Caldecotte Lake at lunch time

Quick blast down the A5 at lunch time and I soon arrived at the middle car park of Caldecotte Lake. Quick scope of the South lake where 80+ large gulls were standing on the ice. Surely with a closer view it must have held a Yellow-legged or two. Then onto the wooden bridge (where Keith's ((see his blog been putting seed down) and 3 Reed Buntings were the best spot amongst a lot of finch's. On my way back the number of Chaffinch's had increased to 8 so not long now before a Brambling's going to pop up here. Also liked the look of the Ash trees full of 'keys' that the Greenfinch were feeding on - could get a Hawfinch here also!). Onto the North Lake I picked out a drake Goldeneye amongst good numbers of ducks. Walked back under the bridge I spotted a female Goosander near the reeds on the South Lake. Lots of birds on offer and lots of good habitat but lunch time was like pedestrian rush hour! With joggers/push bikes/office walkers all over the place. I can see why I like having Linford to myself at lunch times!

Wednesday, January 5

Linford Lakes at lunch time

I nearly decided against going to check if the previous weeks Bittern was still on site, as the sleet and rain pounded the car on the journey over. Luckily is paused enough for me to get my boots on and to Near Hide. All that was noted on the walk/dash down was a flock of 10 Long Tailed Tit. From Near Hide, no joy on the Bittern and little else of note. Mainly still all frozen except the patch in front of Far Hide and difficult to view from Near Hide. The bund did have sections unfrozen and these held most of the commoner duck species (all year ticks) but no more than 50 in number, with Teal the most numerous. On the dash back just the Long Tailed Tits still on the foot path.

Waxwings - Grange Farm

27 sat in the Oak of my daughters school this morning. They then flew off towards Budgens around 08:26. Well chuffed with an estate/school run tick - so close to my own estate.

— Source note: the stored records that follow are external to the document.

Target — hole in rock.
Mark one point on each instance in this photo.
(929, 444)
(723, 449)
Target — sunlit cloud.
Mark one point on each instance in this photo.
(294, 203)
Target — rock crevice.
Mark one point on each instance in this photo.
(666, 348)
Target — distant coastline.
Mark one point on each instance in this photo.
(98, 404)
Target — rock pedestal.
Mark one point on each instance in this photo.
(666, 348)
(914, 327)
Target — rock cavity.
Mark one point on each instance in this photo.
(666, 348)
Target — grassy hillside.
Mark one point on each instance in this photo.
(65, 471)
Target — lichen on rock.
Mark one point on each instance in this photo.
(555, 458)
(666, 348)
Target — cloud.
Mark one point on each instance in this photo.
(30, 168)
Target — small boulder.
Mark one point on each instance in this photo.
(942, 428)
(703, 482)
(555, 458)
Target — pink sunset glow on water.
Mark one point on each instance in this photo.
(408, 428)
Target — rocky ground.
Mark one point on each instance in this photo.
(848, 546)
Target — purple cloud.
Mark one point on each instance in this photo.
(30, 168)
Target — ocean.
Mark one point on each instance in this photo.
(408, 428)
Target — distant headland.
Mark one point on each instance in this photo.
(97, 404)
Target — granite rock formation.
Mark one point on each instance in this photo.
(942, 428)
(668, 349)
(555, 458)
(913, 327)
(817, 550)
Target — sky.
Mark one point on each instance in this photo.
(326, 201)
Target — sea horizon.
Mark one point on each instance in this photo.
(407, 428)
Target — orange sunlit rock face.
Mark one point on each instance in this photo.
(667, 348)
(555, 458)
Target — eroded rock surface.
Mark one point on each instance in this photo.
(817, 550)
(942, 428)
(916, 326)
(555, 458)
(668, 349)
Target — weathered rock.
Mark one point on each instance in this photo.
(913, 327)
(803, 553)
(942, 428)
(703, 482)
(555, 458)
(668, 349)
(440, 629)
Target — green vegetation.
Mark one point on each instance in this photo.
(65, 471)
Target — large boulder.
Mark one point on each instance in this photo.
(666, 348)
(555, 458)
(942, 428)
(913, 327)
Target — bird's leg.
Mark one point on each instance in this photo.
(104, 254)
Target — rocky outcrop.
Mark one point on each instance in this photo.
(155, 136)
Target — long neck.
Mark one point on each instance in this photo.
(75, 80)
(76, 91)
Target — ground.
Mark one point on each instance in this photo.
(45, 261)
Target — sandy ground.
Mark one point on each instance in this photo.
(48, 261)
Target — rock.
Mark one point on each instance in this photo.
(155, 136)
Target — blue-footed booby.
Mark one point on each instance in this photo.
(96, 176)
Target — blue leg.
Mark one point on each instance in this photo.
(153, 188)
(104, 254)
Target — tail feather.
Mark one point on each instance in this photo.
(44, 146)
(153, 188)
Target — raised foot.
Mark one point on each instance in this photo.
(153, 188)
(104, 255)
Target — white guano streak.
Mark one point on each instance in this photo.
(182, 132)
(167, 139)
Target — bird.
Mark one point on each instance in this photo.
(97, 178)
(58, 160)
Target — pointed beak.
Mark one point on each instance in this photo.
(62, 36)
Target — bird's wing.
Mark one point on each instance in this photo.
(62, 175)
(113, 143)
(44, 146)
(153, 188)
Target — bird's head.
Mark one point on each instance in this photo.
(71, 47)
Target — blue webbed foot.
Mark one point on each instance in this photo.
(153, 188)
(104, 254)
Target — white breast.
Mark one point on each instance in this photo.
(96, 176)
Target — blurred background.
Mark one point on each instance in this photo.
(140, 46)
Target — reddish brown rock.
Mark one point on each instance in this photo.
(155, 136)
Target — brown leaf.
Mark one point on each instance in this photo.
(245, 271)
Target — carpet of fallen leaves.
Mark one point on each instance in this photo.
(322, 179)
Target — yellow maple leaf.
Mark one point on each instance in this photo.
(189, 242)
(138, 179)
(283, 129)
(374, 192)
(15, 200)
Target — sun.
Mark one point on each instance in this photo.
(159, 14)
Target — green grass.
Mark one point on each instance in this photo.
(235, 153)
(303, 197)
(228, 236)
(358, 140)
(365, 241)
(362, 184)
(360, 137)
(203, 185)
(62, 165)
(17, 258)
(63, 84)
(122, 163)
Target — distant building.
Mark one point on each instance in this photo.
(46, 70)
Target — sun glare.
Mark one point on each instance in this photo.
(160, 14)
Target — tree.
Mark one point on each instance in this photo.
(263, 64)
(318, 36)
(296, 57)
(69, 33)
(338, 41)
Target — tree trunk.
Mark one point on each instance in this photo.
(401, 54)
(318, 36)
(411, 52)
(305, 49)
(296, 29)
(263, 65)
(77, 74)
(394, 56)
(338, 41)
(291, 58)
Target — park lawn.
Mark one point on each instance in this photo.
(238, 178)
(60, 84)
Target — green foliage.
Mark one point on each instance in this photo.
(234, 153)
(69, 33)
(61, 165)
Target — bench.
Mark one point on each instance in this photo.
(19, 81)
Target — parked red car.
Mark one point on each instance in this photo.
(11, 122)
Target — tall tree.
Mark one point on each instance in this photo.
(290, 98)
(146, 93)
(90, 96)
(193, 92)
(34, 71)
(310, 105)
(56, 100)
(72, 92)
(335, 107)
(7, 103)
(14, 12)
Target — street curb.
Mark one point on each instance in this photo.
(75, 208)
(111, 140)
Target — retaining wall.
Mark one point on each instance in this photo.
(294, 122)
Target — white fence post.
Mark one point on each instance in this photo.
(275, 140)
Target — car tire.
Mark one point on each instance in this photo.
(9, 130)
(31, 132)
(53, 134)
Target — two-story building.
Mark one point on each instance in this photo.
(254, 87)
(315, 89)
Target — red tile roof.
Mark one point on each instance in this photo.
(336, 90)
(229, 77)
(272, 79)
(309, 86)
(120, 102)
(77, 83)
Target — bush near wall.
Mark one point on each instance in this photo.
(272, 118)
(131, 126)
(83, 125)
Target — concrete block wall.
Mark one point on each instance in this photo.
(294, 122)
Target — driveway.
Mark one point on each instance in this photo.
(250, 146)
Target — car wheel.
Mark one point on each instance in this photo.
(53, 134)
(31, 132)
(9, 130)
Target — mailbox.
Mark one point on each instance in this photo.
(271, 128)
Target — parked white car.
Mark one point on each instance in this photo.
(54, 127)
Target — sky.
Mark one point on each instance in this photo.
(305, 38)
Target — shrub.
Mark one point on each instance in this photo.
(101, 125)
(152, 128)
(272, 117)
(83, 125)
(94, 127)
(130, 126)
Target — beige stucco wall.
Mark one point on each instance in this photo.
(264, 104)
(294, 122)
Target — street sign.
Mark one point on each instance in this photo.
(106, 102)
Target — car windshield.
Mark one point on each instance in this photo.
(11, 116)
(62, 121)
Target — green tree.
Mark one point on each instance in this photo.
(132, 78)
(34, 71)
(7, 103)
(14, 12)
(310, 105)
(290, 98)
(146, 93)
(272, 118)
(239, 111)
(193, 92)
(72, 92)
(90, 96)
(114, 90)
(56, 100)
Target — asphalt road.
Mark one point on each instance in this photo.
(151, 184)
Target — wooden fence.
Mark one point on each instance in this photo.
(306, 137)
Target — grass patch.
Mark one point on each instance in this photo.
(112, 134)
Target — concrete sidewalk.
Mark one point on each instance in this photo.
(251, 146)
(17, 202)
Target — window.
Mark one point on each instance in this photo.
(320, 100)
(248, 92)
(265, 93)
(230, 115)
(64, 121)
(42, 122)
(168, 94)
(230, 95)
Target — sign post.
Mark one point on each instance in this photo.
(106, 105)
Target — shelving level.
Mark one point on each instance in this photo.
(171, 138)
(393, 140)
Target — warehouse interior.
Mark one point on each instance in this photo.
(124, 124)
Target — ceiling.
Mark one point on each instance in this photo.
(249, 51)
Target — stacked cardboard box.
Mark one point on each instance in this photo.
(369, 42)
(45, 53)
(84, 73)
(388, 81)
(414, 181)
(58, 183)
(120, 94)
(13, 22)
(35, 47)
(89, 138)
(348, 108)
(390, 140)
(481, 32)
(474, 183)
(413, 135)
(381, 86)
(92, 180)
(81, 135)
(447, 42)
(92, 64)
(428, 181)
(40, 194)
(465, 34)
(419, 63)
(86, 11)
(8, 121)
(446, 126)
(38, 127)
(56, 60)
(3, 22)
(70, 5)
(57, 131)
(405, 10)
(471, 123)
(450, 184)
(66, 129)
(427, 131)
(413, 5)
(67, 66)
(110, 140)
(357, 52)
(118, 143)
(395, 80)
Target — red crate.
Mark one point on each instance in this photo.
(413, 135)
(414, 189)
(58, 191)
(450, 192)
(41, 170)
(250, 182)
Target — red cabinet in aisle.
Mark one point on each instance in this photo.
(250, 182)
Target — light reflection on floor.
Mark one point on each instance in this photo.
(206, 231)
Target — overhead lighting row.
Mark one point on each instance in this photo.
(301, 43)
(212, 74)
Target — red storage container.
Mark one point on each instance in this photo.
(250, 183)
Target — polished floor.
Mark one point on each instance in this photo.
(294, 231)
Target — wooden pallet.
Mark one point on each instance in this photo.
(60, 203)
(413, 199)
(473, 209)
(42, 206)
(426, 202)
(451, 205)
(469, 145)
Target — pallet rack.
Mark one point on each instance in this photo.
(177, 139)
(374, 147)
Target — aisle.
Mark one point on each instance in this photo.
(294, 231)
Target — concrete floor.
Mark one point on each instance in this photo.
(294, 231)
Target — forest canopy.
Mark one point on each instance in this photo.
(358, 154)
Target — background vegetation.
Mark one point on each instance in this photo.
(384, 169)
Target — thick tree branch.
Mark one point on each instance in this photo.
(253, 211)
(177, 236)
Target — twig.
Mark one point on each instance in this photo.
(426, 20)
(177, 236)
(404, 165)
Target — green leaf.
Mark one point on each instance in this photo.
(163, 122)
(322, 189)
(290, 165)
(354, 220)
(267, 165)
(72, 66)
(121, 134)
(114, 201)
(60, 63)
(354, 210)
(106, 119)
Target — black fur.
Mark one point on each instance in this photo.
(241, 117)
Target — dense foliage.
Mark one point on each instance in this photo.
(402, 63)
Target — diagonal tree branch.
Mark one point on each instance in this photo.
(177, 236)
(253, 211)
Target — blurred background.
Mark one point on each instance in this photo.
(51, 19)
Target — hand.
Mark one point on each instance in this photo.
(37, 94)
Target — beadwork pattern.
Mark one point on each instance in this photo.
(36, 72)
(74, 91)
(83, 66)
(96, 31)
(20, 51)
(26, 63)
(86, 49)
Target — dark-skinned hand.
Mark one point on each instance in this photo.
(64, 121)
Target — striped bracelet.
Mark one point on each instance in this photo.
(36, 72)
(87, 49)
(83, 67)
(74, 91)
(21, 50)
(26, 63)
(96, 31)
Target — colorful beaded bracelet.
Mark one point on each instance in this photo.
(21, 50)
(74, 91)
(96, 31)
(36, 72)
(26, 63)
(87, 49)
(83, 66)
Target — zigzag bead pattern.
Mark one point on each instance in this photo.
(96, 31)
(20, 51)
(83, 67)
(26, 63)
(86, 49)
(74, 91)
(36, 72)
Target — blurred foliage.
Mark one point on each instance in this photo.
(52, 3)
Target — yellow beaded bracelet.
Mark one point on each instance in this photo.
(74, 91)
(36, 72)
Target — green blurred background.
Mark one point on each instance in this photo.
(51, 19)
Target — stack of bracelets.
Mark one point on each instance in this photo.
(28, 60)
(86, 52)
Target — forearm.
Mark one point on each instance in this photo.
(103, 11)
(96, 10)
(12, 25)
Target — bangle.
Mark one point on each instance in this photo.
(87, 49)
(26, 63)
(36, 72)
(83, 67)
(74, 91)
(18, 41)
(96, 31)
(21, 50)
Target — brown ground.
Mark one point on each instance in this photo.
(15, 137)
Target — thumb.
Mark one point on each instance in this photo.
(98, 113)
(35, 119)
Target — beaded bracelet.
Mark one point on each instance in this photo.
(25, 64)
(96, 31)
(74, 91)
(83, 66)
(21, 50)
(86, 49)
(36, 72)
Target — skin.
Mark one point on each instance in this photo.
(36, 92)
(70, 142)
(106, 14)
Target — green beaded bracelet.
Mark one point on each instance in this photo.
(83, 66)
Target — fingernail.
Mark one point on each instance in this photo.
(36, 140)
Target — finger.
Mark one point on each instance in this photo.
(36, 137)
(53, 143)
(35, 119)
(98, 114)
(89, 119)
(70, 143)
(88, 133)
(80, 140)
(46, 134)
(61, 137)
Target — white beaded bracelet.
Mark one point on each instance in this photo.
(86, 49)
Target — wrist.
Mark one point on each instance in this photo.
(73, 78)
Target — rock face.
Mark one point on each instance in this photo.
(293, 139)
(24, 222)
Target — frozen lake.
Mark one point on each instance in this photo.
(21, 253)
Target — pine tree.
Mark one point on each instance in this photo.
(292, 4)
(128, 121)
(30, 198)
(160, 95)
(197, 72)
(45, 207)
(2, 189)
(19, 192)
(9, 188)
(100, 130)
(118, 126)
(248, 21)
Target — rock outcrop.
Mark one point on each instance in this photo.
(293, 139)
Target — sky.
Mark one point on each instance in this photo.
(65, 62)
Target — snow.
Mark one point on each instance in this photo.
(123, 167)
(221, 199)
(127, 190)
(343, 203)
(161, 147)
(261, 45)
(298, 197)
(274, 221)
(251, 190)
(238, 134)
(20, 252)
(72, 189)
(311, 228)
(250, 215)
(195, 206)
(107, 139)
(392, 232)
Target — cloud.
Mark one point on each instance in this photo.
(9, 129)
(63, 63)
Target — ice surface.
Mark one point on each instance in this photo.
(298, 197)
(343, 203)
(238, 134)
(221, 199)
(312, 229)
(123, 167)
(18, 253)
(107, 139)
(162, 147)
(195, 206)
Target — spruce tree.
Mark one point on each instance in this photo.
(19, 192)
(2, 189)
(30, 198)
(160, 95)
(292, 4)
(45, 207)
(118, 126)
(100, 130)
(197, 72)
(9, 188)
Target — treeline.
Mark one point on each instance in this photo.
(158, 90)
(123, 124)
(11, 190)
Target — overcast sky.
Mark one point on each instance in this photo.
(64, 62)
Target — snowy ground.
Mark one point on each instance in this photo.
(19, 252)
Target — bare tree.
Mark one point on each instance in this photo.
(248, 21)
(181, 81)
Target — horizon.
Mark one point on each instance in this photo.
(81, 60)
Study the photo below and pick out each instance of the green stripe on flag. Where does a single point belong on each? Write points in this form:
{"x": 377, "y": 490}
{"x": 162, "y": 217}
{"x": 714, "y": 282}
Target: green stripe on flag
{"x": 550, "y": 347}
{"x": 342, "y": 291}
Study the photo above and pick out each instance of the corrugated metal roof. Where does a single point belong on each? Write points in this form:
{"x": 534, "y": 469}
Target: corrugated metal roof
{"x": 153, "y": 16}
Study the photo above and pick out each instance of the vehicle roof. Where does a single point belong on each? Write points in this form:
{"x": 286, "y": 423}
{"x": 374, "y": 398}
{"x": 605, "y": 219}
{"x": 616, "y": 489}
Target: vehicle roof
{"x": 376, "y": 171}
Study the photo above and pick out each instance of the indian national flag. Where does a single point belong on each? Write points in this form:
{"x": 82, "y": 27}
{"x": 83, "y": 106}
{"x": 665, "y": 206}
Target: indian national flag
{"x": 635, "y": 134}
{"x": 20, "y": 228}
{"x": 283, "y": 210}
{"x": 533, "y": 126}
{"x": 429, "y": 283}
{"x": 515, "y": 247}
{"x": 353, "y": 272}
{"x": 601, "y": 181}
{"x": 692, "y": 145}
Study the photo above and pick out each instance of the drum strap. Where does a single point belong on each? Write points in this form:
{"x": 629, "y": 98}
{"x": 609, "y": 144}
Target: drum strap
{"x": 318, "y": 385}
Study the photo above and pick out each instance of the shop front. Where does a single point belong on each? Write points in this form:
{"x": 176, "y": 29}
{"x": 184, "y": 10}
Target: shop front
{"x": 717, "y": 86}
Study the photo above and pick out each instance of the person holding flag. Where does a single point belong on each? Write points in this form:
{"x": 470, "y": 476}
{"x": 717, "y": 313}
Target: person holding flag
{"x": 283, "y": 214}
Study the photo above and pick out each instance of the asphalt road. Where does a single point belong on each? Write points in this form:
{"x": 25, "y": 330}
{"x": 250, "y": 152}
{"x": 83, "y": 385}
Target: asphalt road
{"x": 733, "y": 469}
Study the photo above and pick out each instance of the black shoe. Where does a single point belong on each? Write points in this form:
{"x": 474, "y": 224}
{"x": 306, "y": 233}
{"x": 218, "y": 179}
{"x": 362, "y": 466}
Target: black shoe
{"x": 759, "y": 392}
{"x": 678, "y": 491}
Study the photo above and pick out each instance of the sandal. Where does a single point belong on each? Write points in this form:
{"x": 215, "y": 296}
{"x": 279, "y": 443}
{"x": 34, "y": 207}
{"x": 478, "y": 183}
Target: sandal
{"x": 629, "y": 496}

Rob what was the name of the Rowans/berries on the two trees as you drive out of Medbourne. The top third of both of these has been eaten. Could be the Waxwings or could be Redwings? Fingers crossed they return.

Tuesday, January 4

Walton Balancing Lakes

The good thing about being back at work is having a lunch hour to myself to do some wildlife watching.
The car temperature gauge said 2 oC, it felt more like minus 2! I took a trip to Walton Balancing Lakes to see if the Bearded Tits were still hanging on. Through my 30 minutes on the platform I could hear the soft contact calls (almost like Long Tailed Tit) coming from within the reeds but never any classic 'ping ping' calls or views either. I did notch up a few year ticks with Fieldfare over, 2 Water Rails squealling then another bird flushed which flew up and out of the reeds and dropped into another section (bet it was a Bittern which flushed it), 2 Greater Black Backed Gulls were flying with 2 Lesser Black Backed and a Herring Gull. Finally a distant Buzzard was thermalling a long way away.

Slow start 2011....

Every year I keep a list of the birds I record in MKUA, Bucks and the UK (which is normally always England) and obviously a life list. I also keep a list of mammals and butterflies. So having spent most of the new year holidays in Hampshire I'm off to a slow start with the Oldbrook Waxwings on New Years Day probably the best tick so far (these were ticked on route to travelling to Hants).
This years natural history goals are to see all the bits I've never seen before like Marsh Fritillary, Smooth Snake, Otter etc and any new birds to my life list. So posts might be many or thin on the ground.